I have started tutoring Fernando in 11th-grade English (using a home-school course in literature and grammar from the U. of Nebraska). We meet 8:00-9:25 on "A-block" days, which is Mon.-Wed.-Fri.-Tue.-Thu., and I am charging Q150 per session. That is low for tutors, but I figure I am new at this. Could be as much as Q234 for an experienced tutor. His spoken English is pretty good, so we are doing well. I also met another mother whose 8th-grade daughter has the new-school-new-grade panics, and let her know I am available. The school director has indicated that I could get quite a bit of business tutoring, so I don't think I will get bored.
Also trying to figure out the buses here. A lot of buses, but no route map or schedule. Probably need to pick a bus, see where it goes, make my own map. Fare is Q1 or less, so it won't cost a lot to find out. There are the city-run buses, then there are the private "chicken buses" for more local color.
The other day as we were walking to a store they were pruning trees back from power lines, and we noticed that one they had trimmed was an avocado tree, with a bunch of young green avocados on the cut branches. Loaded up my backpack (sure was heavy on the way home from the store), and they have ripened! Deb says the ones on the tree probably are getting larger, and some are hanging over the sidewalk, so should be fair game.

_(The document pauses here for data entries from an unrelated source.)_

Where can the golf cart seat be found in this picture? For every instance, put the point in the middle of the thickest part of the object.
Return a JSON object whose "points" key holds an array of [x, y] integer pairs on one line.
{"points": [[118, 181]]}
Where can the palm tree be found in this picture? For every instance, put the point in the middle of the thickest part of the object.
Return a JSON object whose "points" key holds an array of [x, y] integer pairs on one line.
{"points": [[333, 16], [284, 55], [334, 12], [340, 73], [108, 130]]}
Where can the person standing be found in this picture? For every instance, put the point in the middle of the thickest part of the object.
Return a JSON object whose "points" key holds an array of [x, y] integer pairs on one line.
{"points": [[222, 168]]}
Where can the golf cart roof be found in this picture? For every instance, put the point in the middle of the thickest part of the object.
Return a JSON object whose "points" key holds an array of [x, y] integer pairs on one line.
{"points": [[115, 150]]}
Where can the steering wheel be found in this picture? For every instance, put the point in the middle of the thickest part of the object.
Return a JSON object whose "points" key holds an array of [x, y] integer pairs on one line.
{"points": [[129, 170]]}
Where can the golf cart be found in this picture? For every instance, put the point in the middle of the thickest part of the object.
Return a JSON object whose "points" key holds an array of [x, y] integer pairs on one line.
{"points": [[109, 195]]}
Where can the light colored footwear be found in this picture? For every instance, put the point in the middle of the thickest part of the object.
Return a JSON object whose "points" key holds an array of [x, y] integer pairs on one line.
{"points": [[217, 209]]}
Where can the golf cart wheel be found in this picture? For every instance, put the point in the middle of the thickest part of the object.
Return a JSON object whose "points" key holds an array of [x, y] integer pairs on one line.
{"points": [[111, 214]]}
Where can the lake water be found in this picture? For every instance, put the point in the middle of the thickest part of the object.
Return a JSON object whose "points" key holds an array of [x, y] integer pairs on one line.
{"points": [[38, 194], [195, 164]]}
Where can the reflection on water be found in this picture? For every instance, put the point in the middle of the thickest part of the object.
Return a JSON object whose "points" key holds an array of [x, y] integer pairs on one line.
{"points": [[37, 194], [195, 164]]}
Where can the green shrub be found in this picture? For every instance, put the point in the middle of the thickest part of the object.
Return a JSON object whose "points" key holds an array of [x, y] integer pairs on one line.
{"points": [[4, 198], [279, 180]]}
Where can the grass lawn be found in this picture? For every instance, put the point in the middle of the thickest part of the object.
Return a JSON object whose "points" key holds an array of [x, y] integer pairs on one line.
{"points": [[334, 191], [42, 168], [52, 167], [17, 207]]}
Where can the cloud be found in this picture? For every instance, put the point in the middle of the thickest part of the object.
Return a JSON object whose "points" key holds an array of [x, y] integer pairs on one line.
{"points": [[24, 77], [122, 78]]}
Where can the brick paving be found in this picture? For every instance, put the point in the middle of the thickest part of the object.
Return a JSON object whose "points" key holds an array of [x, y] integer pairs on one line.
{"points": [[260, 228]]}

We love avocados, especially free ones.
Yesterday evening I made it back to the apartment from a bus ride as raindrops were increasing; shortly thereafter the "windows of heaven" opened up and dumped. Rained all evening and part of the night. This is afternoon, and it is raining hard again. Making up for the days it missed, I guess. I need to take an umbrella to meet Debby at the gate so she doesn't get soaked.
Friday, 8-24-01 addendum: since there is a server problem and I can't send this, here's an update. You'll get it when I can send and receive e-mail again.
Kids at the Zoo! |
"King of the Mountain!" |
Tiger and "Ruins" |
Leopard |
Up Close |
It's A Hard Life! |
Lionesses |
Up Close |
Lots of Info on Their Signs |
Yesterday Deb and I got on a bus armed with a map and notebook, and rode it to the end of the line, recording the route. Turned around and rode it to the other end, then back to the start. For a total of Q6 ($.77) we now know where bus #65 goes. If we do this each Saturday, eventually we will be able to get around this town by bus.
Well, that's the news from Guatemala, where all the drivers are crazy, all the buses are smoggy, and all the flowers are above average.